Bir zamanlar bir köyde bir ağa yaşıyormuş. Bir de özgürlüğüne çok düşkün cesur bir delikanlı. Bu delikanlının öyle bir atı varmış ki dillere destanmış. Bütün yarışlarda, ağanın atları dahil bütün atları geride bırakıyormuş. Ağa sürekli olarak bu ata sahip olmak istiyormuş. Fakat delikanlı bir türlü satmaya yanaşmıyor ve Ağa, bu atın hasretiyle günden güne eriyormuş.
Ağanın en zeki adamlarından birisi ağaya:
'Ağam kendini üzme, akşama o atı ağılda bil" demiş.

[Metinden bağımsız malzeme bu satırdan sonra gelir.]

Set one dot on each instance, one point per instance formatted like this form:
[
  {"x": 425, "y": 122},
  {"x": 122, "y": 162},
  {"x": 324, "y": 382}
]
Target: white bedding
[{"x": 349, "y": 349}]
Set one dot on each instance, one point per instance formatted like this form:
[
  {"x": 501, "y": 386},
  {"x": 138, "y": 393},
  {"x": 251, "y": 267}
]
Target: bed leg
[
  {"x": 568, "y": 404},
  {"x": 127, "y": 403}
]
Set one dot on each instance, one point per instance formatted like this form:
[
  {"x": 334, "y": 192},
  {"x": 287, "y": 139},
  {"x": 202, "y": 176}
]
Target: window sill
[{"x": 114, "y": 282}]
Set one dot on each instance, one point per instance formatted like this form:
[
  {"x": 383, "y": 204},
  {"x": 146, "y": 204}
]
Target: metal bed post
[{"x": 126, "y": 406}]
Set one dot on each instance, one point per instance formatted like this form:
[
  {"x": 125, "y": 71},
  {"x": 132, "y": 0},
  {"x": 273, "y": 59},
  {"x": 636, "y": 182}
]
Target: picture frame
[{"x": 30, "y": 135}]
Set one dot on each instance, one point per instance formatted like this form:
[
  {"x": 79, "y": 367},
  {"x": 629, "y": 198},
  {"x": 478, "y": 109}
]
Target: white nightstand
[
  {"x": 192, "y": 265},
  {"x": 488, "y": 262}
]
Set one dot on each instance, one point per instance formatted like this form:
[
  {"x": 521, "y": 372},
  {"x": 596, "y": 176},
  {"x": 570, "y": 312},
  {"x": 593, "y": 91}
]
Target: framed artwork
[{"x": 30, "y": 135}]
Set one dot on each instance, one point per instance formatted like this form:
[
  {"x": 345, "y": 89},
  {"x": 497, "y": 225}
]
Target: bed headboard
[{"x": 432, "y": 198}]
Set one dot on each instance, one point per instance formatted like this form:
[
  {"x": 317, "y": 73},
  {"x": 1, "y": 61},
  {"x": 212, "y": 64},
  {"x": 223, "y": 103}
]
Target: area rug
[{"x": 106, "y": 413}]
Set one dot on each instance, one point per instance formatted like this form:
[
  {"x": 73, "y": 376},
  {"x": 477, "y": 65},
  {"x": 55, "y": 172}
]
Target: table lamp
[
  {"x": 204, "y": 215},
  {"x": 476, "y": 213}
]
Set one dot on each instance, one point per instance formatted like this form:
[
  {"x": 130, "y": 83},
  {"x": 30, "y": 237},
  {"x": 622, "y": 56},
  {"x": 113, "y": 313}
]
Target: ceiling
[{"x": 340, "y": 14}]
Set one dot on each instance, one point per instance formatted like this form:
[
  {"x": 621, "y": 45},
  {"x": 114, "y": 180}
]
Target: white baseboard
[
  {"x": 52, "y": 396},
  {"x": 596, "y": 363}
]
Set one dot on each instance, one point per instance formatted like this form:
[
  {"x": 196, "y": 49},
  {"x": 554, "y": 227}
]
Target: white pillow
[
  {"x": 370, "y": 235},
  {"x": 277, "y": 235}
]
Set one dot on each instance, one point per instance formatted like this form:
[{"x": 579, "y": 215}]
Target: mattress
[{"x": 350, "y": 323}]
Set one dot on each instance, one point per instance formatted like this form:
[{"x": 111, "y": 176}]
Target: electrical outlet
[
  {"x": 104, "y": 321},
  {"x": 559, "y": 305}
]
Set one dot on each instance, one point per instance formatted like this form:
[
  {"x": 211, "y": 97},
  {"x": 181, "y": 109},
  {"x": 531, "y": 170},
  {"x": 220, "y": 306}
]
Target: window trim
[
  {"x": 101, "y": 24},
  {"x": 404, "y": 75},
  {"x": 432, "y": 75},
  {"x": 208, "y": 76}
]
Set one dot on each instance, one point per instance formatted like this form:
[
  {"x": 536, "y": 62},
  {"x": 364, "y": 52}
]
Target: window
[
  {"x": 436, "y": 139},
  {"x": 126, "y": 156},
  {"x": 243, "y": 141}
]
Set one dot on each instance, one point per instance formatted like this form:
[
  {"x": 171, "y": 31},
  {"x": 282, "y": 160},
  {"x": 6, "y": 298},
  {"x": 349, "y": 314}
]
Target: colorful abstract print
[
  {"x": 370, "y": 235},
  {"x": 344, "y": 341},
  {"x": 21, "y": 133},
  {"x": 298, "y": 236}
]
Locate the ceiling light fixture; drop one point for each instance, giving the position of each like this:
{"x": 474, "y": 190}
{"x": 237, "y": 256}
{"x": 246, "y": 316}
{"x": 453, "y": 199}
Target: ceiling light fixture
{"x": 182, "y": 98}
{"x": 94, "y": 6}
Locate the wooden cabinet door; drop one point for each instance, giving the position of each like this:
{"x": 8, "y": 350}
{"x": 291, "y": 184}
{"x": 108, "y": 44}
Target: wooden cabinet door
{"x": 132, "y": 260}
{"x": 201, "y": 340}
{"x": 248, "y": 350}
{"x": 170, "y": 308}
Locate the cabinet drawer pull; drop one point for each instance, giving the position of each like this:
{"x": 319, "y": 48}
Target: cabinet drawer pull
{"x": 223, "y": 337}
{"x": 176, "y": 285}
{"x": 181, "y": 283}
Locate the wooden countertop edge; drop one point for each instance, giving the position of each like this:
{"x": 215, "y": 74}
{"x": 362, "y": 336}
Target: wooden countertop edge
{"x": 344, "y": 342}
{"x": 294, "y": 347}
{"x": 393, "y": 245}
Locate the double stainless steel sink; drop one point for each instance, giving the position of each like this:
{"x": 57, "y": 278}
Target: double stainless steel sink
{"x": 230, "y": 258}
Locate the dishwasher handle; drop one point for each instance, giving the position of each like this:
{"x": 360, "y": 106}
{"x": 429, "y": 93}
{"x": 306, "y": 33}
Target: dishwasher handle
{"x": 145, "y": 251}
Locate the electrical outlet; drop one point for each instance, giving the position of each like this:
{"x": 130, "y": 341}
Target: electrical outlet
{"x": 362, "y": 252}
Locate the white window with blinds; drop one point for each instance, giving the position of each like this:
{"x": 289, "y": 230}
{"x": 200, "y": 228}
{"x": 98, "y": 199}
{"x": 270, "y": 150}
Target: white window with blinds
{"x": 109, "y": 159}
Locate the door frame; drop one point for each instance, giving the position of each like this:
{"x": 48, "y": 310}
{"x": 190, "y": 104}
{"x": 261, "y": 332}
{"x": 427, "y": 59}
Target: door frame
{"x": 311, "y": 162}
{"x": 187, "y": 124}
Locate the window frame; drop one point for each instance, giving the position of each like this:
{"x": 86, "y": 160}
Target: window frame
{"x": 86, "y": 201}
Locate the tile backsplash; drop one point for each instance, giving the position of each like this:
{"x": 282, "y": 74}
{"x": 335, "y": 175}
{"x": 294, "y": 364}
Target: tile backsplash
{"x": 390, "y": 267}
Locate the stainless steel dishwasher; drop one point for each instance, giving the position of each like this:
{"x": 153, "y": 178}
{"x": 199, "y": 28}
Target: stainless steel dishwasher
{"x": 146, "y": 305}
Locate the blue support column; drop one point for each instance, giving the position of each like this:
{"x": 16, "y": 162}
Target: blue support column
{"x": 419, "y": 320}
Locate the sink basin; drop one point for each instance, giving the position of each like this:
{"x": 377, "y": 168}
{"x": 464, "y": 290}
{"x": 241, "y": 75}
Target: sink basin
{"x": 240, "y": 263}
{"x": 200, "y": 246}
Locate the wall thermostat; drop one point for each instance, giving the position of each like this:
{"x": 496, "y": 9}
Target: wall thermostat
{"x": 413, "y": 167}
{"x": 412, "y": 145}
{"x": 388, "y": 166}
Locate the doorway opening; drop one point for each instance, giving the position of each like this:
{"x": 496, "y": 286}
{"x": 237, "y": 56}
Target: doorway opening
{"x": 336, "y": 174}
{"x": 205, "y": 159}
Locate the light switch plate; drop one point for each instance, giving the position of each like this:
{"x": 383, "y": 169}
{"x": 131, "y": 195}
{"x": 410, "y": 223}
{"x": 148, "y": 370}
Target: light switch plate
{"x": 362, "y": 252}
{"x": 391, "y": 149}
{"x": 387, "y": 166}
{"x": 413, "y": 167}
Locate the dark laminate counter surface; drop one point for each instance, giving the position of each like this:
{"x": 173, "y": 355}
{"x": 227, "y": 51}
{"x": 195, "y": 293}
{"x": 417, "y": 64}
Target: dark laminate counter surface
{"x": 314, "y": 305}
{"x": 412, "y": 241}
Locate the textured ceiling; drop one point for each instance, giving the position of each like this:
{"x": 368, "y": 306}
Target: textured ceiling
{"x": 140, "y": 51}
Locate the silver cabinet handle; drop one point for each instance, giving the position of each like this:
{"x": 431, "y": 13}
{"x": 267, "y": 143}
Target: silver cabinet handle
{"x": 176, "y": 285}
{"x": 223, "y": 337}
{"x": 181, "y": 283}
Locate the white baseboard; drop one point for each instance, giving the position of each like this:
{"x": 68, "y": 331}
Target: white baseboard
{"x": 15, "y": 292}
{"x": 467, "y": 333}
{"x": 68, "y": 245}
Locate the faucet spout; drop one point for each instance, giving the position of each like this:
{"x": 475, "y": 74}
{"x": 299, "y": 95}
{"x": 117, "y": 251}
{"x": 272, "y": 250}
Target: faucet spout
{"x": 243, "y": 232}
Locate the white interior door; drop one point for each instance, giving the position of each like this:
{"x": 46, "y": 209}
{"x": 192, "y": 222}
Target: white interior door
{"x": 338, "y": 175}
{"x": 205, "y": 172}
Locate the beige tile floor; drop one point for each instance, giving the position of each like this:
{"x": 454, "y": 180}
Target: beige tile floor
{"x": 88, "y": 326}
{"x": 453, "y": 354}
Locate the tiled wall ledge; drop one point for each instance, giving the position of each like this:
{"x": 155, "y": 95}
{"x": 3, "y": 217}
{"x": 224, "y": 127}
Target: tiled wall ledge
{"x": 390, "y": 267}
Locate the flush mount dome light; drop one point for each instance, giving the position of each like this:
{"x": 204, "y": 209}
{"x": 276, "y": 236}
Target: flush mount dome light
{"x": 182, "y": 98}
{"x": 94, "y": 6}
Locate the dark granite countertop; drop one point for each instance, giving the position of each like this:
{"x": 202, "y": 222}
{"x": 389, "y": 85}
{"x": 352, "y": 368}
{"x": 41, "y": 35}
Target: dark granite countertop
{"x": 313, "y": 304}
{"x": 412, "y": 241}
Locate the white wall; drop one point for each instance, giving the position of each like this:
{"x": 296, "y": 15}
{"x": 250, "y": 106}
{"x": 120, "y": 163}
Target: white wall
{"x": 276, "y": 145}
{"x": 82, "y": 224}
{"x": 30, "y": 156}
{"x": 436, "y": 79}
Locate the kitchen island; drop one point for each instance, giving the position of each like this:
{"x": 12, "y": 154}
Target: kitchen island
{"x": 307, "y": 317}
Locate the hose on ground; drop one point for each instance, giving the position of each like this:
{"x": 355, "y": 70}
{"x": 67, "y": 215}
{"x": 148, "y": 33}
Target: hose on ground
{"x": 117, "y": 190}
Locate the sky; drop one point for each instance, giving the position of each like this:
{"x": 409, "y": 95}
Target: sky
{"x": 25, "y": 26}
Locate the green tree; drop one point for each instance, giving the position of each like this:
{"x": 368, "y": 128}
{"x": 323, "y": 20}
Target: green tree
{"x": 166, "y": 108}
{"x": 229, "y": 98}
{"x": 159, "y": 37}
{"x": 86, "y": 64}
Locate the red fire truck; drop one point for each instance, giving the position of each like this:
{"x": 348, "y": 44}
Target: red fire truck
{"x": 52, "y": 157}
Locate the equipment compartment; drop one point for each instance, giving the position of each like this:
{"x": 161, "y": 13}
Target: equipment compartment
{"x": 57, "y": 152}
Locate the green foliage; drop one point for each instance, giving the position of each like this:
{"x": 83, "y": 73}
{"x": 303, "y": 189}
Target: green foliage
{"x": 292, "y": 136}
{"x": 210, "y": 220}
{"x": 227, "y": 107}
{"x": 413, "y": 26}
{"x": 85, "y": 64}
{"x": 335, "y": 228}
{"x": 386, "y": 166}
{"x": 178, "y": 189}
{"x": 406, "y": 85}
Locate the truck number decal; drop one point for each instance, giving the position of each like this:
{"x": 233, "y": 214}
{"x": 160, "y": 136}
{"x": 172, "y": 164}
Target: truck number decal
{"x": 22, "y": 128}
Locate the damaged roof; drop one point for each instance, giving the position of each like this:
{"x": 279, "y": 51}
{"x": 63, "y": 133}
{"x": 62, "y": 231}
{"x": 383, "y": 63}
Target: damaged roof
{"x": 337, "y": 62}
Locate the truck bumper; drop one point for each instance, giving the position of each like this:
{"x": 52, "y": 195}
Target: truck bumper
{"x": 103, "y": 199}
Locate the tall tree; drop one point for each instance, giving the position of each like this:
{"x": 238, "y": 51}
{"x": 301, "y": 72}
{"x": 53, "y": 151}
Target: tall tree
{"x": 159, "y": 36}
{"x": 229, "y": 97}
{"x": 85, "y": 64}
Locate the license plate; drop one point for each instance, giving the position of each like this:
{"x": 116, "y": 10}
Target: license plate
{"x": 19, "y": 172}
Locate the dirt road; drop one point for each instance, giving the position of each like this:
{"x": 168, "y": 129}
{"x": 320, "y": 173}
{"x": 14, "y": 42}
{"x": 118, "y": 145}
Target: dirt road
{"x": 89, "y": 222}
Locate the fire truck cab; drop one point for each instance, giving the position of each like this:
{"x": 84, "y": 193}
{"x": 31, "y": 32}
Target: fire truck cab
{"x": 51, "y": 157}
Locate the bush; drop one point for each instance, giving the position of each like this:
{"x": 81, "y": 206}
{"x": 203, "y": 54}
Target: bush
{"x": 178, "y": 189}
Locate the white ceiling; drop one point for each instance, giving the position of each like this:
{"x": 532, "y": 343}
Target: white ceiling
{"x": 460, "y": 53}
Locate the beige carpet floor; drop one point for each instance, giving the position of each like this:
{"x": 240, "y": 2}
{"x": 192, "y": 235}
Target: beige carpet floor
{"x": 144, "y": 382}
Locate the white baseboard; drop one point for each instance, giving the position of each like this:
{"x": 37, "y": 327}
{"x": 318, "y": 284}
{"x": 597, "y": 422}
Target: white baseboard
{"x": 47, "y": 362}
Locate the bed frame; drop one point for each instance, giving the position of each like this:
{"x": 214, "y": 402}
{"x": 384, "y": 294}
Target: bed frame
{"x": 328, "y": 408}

Delikanlının her akşam köye döndüğü yolun kenarına yüzü koyu uzanmış ve delikanlı yaklaşınca da
'Ah., karnım, ölüyorum..."diye, inlemeye başlamış.
Delikanlı atından indiği gibi adamın yanına gitmiş, onu usulca yerden kaldırarak atına bindirmiş.
Sarsılmasın diye de, kendisi atın yularından iple tutarak yürümeye başlamış. Birkaç dakika sonra hilekâr adam, atın ipini yularından çözmüş ve at ile hızla uzaklaşmaya başlamış.
Atının ipleri elinde kalan delikanlı, giden atlıya bağırmış:
"Bir dakika bekle bir şey söyleyeceğim. Sakın atı bu şekilde elde ettiğini kimseye söyleme"
Adam gülerek
"Neden? Enayi olduğun ortaya çıkmasın diye mi?" demiş.
Delikanlı üzgün bir şekilde devam etmiş.
"Hayır onunla ilgisi yok. Fakat sen bu olayı herkese anlatırsan, bir daha hiç kimse yol kenarında rahatsızlanan ve gerçekten yardıma ihtiyacı olan, insanlara durarak yardım etmez. Bu insan senin kardeşin bile olsa. Yani sen bu olayı anlatarak insanların içinde olan iyilik yapma arzusunu yok edebilirsin."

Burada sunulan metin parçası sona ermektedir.